Der erkennende Senat entscheidet in der Sache selbst (§ 126 Abs. 3 Nr. 1 FGO).

10

Die Klage ist abzuweisen.

11

Der Berichtigungsbescheid vom 23. Juni 1966 ist rechtmäßig. Er beruht auf § 222 Abs. 1 Nr. 3 AO. Nach dieser Vorschrift findet bei Steuern, bei denen die Verjährungsfrist mehr als ein Jahr beträgt und bei denen das FA nach Prüfung des Sachverhalts einen besonderen, im Gesetz selber vorgesehenen schriftlichen Bescheid (Steuerbescheid, Freistellungsbescheid) erteilt hat, eine Änderung des Bescheids unter anderem dann statt, wenn bei einer Nachprüfung durch die Aufsichtsbehörde Fehler aufgedeckt werden, deren Berichtigung eine höhere Veranlagung rechtfertigt, und die Verjährungsfrist noch nicht abgelaufen ist.
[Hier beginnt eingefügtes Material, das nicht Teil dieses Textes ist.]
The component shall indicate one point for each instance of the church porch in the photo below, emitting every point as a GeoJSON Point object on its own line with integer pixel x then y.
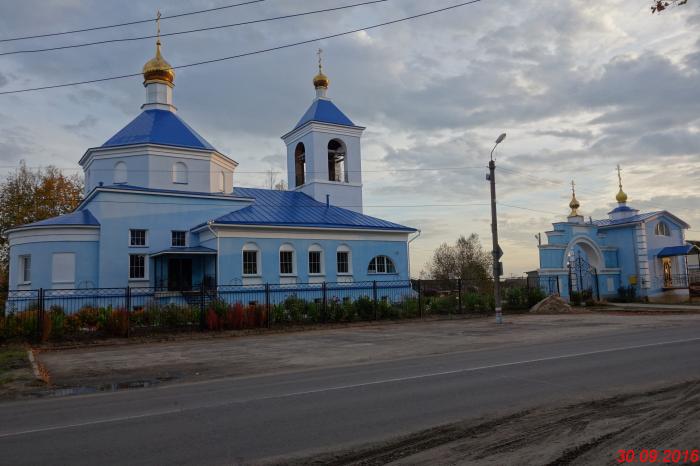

Diese Voraussetzungen sind gegeben. Bei der Kraftfahrzeugsteuer beträgt die Verjährungsfrist mehr als ein Jahr (§ 144 Abs. 1 Satz 1 AO; BFH-Urteil vom 27. Juni 1973 II R 179/71, BFHE 110, 213, 218, BStBl II 1973, 807, 809). Bei ihr erteilt das FA nach Prüfung des Sachverhalts einen im Gesetz selber vorgesehenen schriftlichen Bescheid (§ 12 Abs. 4 KraftStDV, § 2 Abs. 1 AO; BFHE 110, 213, 218); das geschah im vorliegenden Falle durch den auf 0 DM lautenden Bescheid vom 6. September 1962. Dieser Freistellungsbescheid war fehlerhaft, weil er auf einer unrichtigen Anwendung des in § 2 Nr. 6 Satz 2 KraftStG 1961 erläuterten Begriffs "Sonderfahrzeuge" beruhte. Aufgedeckt wurde der Fehler bei einer Nachprüfung durch die Aufsichtsbehörde, nämlich durch die OFD (vgl. § 2 Abs. 1 Nr. 1, § 3 des Gesetzes über die Finanzverwaltung a. F.), und zwar dadurch, daß sie den entdeckten Fehler dem FA bekanntgab und es anwies, den Fehler durch Erteilung eines geänderten Bescheids zu berichtigen. Das konnte auch durch ein fernmündliches Gespräch mit dem Sachgebietsleiter des FA geschehen, der den Inhalt des Gesprächs unverzüglich in einem von ihm unterschriebenen Aktenvermerk festhielt. Die Berichtigung des Fehlers rechtfertigte eine höhere Steuerfestsetzung, denn die Steuer für das Halten des Fahrzeugs betrug nicht 0 DM, sondern -- wie das FA richtig ermittelt hat -- für ein Jahr 1 102,50 DM, für ein Halbjahr 567,70 DM, für ein Vierteljahr 292,10 DM, für einen Monat 99,20 DM (§ 10 Abs. 1 Nr. 2, § 11 Abs. 1 Nr. 5 KraftStG 1961). Die fünfjährige Verjährungsfrist war noch nicht abgelaufen. Sie hatte begonnen mit Ablauf des Jahres, in dem der Anspruch entstanden war (§ 145 Abs. 1 AO alter Fassung), d. h. mit Ablauf des Jahres 1962 (§ 3 Abs. 1 StAnpG, § 1 Abs. 1 Nr. 1, § 5 Nr. 1 KraftStG) und lief im Zeitpunkt des Berichtigungsbescheids (23. Juni 1966) noch.